Friday, November 12, 2021

First proper Codeforces round

This was my first Codeforces round (Div2 754) where I competed live. It was very fun and I solved the first three problems. My main issue was not the actual solutions but mainly the implementations. I spent more time debugging than thinking which was a bit of a pain since I just wanted to get on with the harder problems. I'm going to give brief solutions for the first three problems.

Problem A: You are given three positive integers $a_1, a_2$ and $a_3$ and a function $d(a_1, a_2, a_3) = |a_1 + a_3 -2\cdot a_2|$. We can pick any two of the three numbers and add $1$ to one of them and subtract $1$ from the the other.
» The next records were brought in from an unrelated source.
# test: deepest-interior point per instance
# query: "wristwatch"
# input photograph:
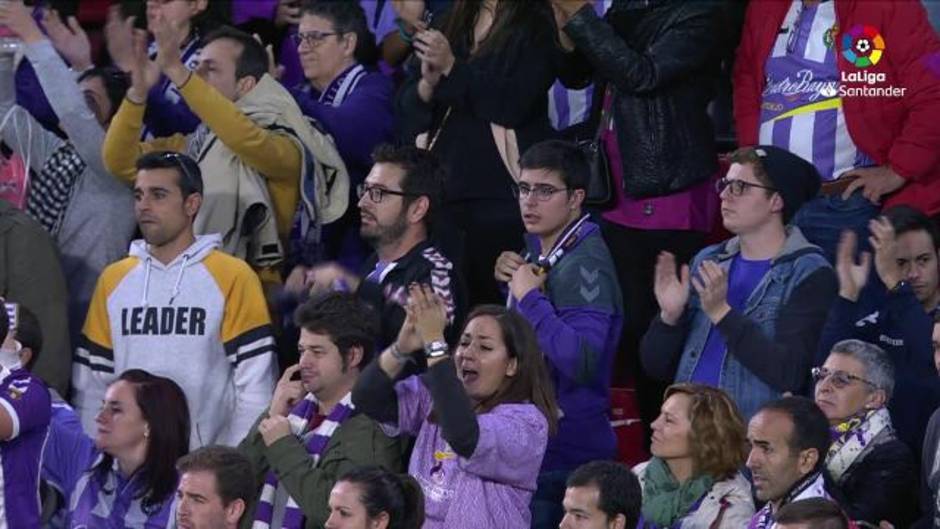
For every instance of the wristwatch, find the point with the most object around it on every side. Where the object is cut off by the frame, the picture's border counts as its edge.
(436, 349)
(898, 286)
The problem asks for the minimum value of $d(a_1, a_2, a_3)$ that can be achieved given the allowed move.

The idea is that we can only increase/decrease $d(a_1, a_2, a_3)$ by $3$. So we just need to see what $a_1+a_3-2\cdot a_3$ mod $3$ is and this is our answer.
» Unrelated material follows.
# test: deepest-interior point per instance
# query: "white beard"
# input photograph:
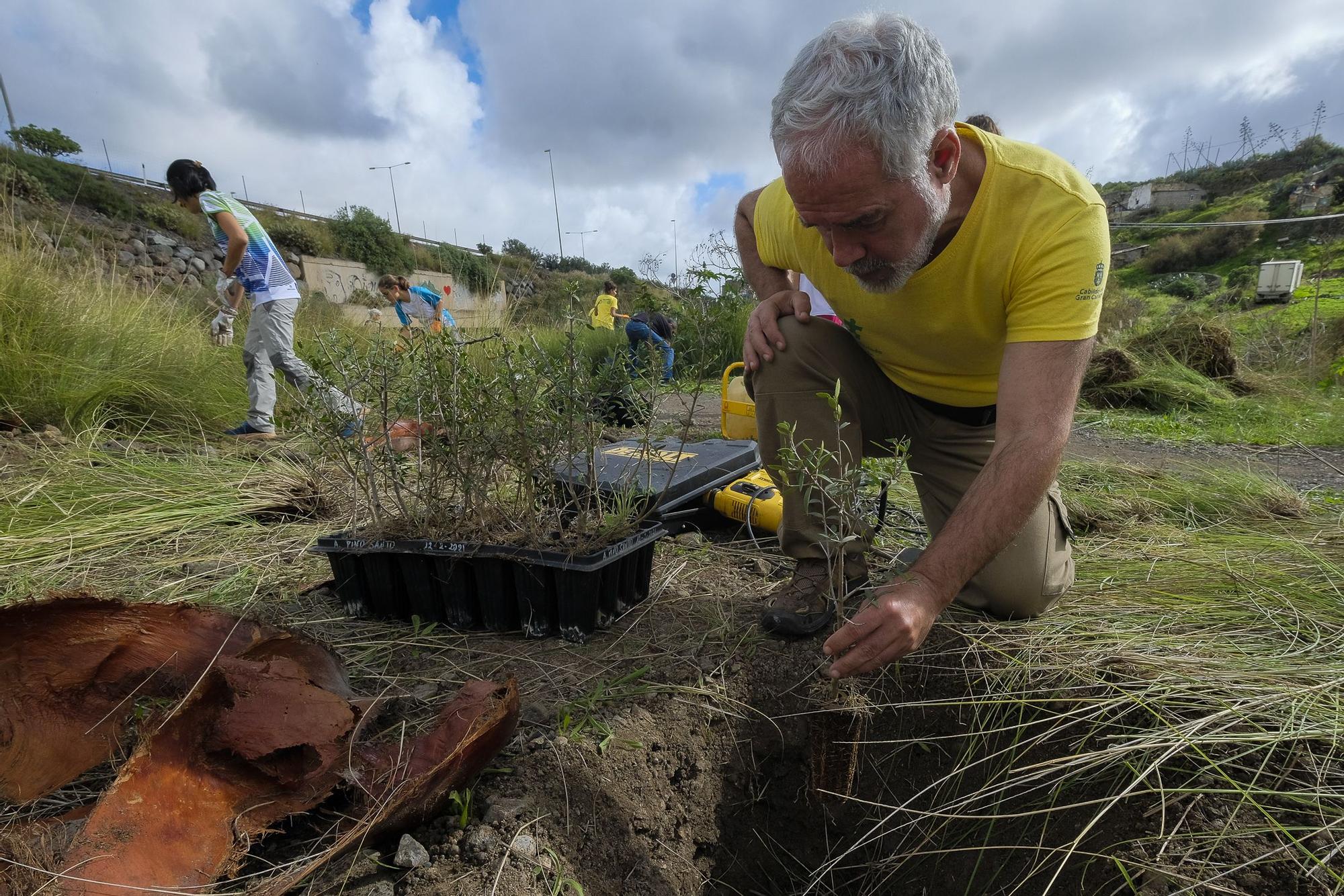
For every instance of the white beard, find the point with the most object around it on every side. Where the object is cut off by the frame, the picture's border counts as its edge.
(900, 272)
Problem B: We are given a binary string $b$ of length $n$. To do this we are allowed to do the following two things which counts as one move:

  1. Choose a subsequence of any length such that the elements are in non-increasing order.
  2. Reverse the chosen subsequence.
We want to find the minimum number of moves needed to sort the binary string in non-decreasing order.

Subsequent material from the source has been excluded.